Err. The RFC never says the request is for exactly a certain number of
characters; just that the subroutine will be told how many characters
are *known* to be needed in order for the regex to continue matching.
The RFC specifically mentions the possibility of returning fewer than
requested characters.

   > What I think is that it could be handled by a OO module. Suppose
   > there's how to hook into the regexp engine guts, getting responses
   > as the ones you mentioned above. One could write a OO module, with
   > methods for reading more data, checking end of data, and
   > acknowledging a failed or succeeded match. Then, it could overload
   > the =~ operator, making the regexp engine call the module's methods
   > instead of its own's.
   > 
   > Then, what you proposed in RFC 93 through 
   > 
   >     sub { ... } =~ m/.../; 
   > 
   > could be handled by 
   > 
   >     my $mymatch = MyClassForMatchingFromFileHandles->new($myhandle); 
   >     $mymatch =~ m/.../; 

This is an interesting alternative. The main problem is that matching
against a blessed object already has a useful meaning in Perl: stringify
the object (calling its overloaded stringification operator if possible)
and match against the resulting string.

My other problem with this approach is that it's relatively heavy. Let's
take the example in the RFC and implement it both ways:

	# As the RFC proposes:

		sub from_STDIN {
			$_[1] ? $fh->pushback($_[0]) : $fh->getn($_[0])
		}

		\&from_STDIN =~ /pat/;


	# As Branden proposes:

		package From_STDIN;

		sub new       { bless $_[1], $_[0] }

		sub MORE_DATA { $_[0]->getn($_[1]) }
		sub ON_FAIL   { $_[0]->pushback($_[1]) }

		use overload "=~" => 1;

		package main;

		From_STDIN->new($fh) =~ /pat/;


Hmmmm. Potentially more flexible, but also much more ponderous.

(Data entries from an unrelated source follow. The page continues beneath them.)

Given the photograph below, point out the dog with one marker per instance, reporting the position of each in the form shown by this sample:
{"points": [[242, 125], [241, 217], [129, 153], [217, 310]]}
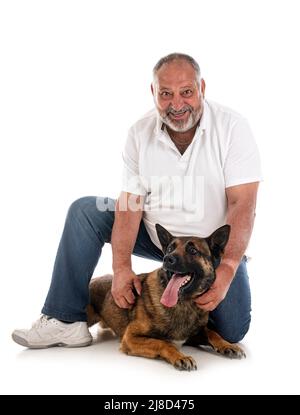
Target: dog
{"points": [[166, 311]]}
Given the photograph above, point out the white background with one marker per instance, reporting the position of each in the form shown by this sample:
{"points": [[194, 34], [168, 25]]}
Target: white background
{"points": [[74, 75]]}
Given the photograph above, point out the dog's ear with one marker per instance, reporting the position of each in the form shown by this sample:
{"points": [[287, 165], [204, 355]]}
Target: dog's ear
{"points": [[164, 236], [218, 240]]}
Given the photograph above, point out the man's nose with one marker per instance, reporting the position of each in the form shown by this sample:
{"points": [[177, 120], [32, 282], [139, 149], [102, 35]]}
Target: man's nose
{"points": [[177, 102]]}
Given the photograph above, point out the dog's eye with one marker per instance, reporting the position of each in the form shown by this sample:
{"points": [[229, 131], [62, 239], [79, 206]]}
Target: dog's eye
{"points": [[169, 249], [192, 250]]}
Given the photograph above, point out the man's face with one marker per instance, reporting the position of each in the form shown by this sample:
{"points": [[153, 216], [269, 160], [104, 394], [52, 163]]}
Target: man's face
{"points": [[177, 95]]}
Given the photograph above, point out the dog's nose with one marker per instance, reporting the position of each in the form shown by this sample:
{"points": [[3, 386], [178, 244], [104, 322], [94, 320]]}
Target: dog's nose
{"points": [[170, 260]]}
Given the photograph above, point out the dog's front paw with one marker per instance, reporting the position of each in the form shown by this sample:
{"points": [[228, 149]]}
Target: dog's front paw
{"points": [[233, 351], [185, 363]]}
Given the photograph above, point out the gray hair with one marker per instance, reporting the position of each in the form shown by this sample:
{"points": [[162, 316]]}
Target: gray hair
{"points": [[175, 57]]}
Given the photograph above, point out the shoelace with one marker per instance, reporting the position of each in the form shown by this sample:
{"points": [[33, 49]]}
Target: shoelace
{"points": [[42, 321]]}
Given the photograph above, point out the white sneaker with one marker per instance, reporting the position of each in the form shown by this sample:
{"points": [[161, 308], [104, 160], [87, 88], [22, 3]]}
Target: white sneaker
{"points": [[48, 332]]}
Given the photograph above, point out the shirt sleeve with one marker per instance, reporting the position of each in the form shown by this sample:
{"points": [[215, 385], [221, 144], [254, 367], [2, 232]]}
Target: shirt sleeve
{"points": [[242, 162], [132, 181]]}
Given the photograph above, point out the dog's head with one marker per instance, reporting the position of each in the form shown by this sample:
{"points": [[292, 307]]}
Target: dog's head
{"points": [[189, 263]]}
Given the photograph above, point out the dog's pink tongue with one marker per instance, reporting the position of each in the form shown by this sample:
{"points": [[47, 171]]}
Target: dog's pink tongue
{"points": [[170, 295]]}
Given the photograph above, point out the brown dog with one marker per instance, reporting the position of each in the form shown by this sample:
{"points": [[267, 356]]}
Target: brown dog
{"points": [[166, 310]]}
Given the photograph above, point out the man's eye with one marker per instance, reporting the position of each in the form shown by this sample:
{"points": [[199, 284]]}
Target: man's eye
{"points": [[187, 92]]}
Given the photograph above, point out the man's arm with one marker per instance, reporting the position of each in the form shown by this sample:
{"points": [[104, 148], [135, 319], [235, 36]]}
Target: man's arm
{"points": [[128, 215], [240, 216]]}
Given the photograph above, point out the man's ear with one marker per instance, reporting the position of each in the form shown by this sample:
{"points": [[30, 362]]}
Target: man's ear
{"points": [[152, 89], [164, 237], [218, 240]]}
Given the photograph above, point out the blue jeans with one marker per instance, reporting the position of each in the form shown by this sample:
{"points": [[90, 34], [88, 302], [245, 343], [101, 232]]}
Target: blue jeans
{"points": [[85, 232]]}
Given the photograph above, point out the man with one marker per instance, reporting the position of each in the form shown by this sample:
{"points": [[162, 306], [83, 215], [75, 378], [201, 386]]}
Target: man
{"points": [[190, 165]]}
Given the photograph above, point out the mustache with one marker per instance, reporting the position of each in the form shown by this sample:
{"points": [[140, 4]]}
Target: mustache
{"points": [[172, 111]]}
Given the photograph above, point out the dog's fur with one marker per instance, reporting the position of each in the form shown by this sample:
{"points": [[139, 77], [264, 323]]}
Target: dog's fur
{"points": [[149, 328]]}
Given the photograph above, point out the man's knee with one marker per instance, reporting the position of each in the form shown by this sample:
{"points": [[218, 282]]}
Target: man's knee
{"points": [[90, 206]]}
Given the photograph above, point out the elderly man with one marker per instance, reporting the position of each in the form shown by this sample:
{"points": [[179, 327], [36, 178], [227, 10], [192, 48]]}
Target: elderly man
{"points": [[191, 165]]}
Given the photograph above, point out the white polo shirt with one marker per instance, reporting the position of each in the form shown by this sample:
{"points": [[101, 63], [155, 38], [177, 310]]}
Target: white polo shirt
{"points": [[185, 193]]}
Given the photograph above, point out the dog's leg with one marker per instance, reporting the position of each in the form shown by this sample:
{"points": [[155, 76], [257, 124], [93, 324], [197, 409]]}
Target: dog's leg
{"points": [[221, 346], [139, 345]]}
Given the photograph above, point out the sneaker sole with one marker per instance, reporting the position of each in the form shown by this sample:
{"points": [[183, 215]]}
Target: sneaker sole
{"points": [[24, 343]]}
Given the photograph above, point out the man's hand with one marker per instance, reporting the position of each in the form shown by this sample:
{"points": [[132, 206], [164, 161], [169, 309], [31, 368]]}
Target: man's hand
{"points": [[122, 284], [217, 292]]}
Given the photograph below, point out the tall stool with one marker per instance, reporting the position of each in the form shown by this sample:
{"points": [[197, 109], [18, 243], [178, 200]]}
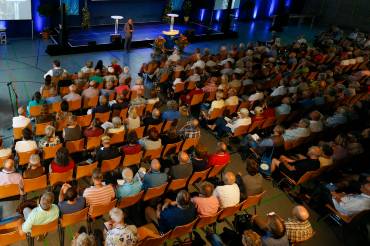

   > BTW, if you have a C++-based regexp engine with a clean design,
   > couldn't we use it as a base to a new regexp engine that supports
   > current (or new) perl's regexp syntax and features and has its guts
   > exposed?

It was very basic, and *very* slow. It was also DFA-based and hence
unable to implement full Perl regex semantics.

Furthermore, the regex engine is (and should be) one of the most heavily
optimized parts of Perl: probably not the place for clean, modular design. :-)

However, for what it's worth, I have no objection to making the code
available for everyone's amusement. Bear in mind that this was written
by a much early version of me (about 0.27), way back in the last
millenium, before C++ was standardized and before there was an STL.
Surprisingly, it still compiles and runs under g++ 2.8.1.